Ever found a hair in your soup? Nothing wrong with the hair, it’s just in the wrong place.
“Everything is good in its right place and right relationship,” says Satish Kumar, “nothing is bad.” So it would follow that shoes on your feet are good, but in a washer…?
It might look something life this:
Characters: SHOE, Tee and Sock
Setting: a washing machine door stands open. Sock and Tee have been tossed inside, ready for their routine clean. At the last moment SHOE is flung in, rebounds off the back wall with a dull thud and lands atop the malodorous pile. SHOE scans the scene, certain there must have been some kind of horrible mistake.
SHOE: Whoa, sorry, wrong room. Don’t think I’m meant to be here
Tee: It’s OK. No worries. I remember that feeling too.
SHOE: I don’t feel comfortable here AT ALL. There’s nowhere to stand.
Sock: Oh, you’ll be fine. You’ll see. Just look like you know what you’re doing.
SHOE: But I don’t know what I’m doing! How will I make it through in one piece?
Tee: Well, be open, flexible. Go with the flow. We’re all in it together.
Sock: Yeah, just think about how great you’ll feel when it’s all over. Kind of like your day job.
Water enters the drum. Sock and Tee giggle in the bubbles. SHOE gasps for air.
Tee: Hey SHOE, quit struggling. Remember, you have no control.
Sock: Yeah, give into it man else there’ll be some pretty serious damage to that sole. Your choice.
SHOE: Why’s this happening to me? Life is so unfair!
Bumping and bouncing off the walls SHOE grumbles about the gross mistreatment of all shoes everywhere. Disgusted that a highly revered and costly product could be exposed to such malicious malpractice.
Just when it seems things can’t get any worse, the SPIN cycle kicks in. SHOE panics. Grasping loosened laces, SHOE holds on tight and prays for it all to be over, and soon
Like SHOE, we have all been a right thing in a wrong place or relationship.
The question is, how do we make it through without permanent damage?
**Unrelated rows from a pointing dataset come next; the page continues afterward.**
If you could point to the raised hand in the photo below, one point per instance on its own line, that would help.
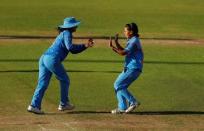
(90, 43)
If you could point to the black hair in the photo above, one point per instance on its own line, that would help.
(59, 29)
(133, 27)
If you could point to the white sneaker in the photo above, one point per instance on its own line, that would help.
(117, 111)
(132, 107)
(34, 110)
(66, 107)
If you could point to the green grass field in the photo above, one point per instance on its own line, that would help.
(159, 18)
(170, 87)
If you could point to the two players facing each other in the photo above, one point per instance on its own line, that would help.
(51, 63)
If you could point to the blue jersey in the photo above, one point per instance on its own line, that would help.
(63, 45)
(134, 57)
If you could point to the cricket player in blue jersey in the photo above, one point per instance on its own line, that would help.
(51, 63)
(132, 69)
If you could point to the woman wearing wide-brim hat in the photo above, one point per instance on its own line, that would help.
(51, 63)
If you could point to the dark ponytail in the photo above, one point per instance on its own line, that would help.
(133, 27)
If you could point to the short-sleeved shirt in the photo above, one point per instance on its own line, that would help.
(134, 57)
(63, 45)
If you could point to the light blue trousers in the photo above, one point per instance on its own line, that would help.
(121, 84)
(49, 65)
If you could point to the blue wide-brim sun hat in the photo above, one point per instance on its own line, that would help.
(70, 22)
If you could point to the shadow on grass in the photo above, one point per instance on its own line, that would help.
(109, 61)
(135, 113)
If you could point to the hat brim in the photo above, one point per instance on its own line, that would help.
(70, 25)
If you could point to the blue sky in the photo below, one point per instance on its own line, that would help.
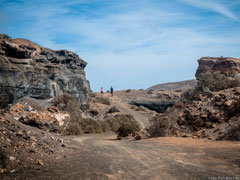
(129, 44)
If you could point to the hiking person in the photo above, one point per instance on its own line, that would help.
(111, 89)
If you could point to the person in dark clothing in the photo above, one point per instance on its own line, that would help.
(111, 89)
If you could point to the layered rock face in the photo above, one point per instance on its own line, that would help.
(226, 65)
(27, 69)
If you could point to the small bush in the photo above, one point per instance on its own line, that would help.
(36, 104)
(90, 125)
(150, 91)
(123, 125)
(113, 109)
(3, 159)
(158, 126)
(128, 90)
(103, 100)
(92, 95)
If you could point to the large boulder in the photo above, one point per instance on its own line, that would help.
(27, 69)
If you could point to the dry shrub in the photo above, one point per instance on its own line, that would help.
(113, 109)
(77, 125)
(90, 125)
(34, 103)
(92, 95)
(103, 100)
(3, 159)
(123, 125)
(232, 134)
(164, 124)
(158, 126)
(128, 90)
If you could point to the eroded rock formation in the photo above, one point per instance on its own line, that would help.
(27, 69)
(226, 65)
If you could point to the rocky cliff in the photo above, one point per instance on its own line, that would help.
(27, 69)
(226, 65)
(176, 86)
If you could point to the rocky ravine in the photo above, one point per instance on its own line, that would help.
(27, 69)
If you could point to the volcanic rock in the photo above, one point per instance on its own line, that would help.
(27, 69)
(227, 65)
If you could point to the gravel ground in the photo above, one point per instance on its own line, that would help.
(93, 157)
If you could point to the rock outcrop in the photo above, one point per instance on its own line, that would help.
(226, 65)
(175, 86)
(27, 69)
(216, 115)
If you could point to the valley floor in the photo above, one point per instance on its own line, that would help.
(93, 157)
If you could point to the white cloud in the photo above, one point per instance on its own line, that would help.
(130, 45)
(211, 5)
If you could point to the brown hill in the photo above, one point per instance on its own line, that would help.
(174, 86)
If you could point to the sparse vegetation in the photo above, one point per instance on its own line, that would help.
(123, 125)
(128, 90)
(158, 126)
(103, 100)
(113, 109)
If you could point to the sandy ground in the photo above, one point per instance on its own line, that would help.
(93, 157)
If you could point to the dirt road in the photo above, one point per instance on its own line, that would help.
(124, 107)
(100, 157)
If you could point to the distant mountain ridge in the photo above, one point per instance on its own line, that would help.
(174, 86)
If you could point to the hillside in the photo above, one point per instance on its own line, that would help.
(175, 86)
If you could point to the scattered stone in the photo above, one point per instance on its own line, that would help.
(40, 163)
(11, 158)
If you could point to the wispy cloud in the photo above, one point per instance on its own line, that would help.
(213, 6)
(128, 44)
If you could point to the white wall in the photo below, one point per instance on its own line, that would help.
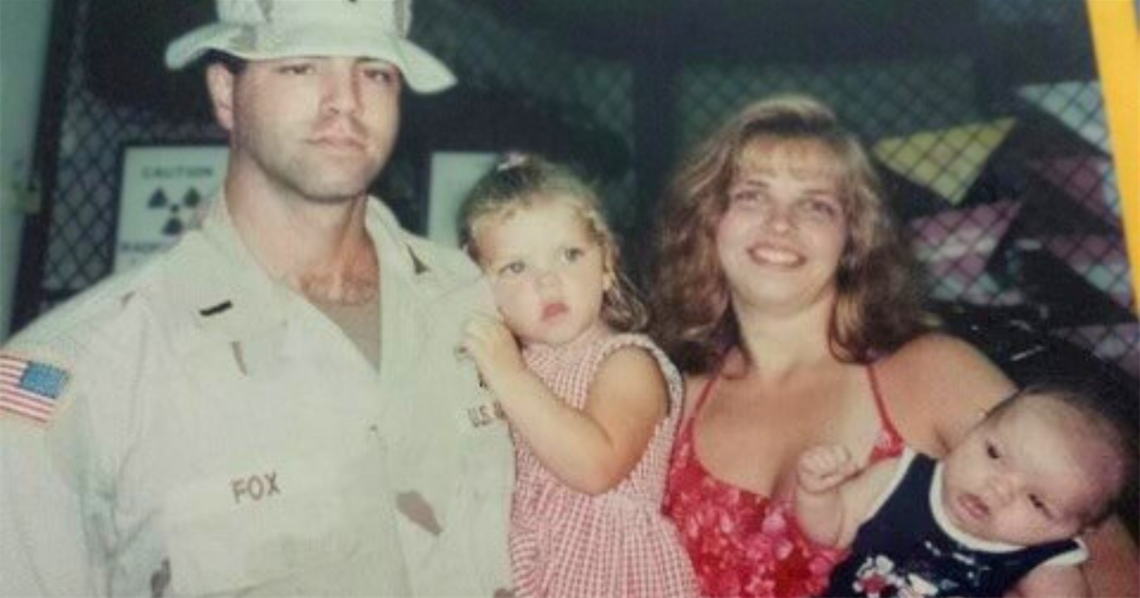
(23, 51)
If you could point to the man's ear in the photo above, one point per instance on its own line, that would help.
(220, 84)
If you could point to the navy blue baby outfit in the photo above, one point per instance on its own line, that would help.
(903, 551)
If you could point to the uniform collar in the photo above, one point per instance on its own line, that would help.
(227, 293)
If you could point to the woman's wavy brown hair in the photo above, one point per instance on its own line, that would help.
(878, 306)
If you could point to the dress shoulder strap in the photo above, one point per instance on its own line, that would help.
(880, 406)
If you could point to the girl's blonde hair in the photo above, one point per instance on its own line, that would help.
(878, 303)
(523, 180)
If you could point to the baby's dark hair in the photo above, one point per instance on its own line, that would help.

Unwilling to accept the situation leaves us, like wreckage, seriously bent out of shape. Absorbing the reality and allowing it a place in every future path is the only way through. Never easy. But all part of the journey.
Satish Kumar teaches internationally on reverential ecology, holistic education and voluntary simplicity. He has been recognized globally for his promotion of Ghandian values.
Ha! I agree-the mistakes are part of the path. Love the being-tossed-around metaphor. Something definitely to take further there.
Actually, I suspect we're always being tossed, but often are in denial/oblivious to it. I think shopping, TV watching, online gambling, etc. are all reflexive ways of numbing ourselves to the fact. The behaviors kick in so fast we aren't even aware of the purpose they serve.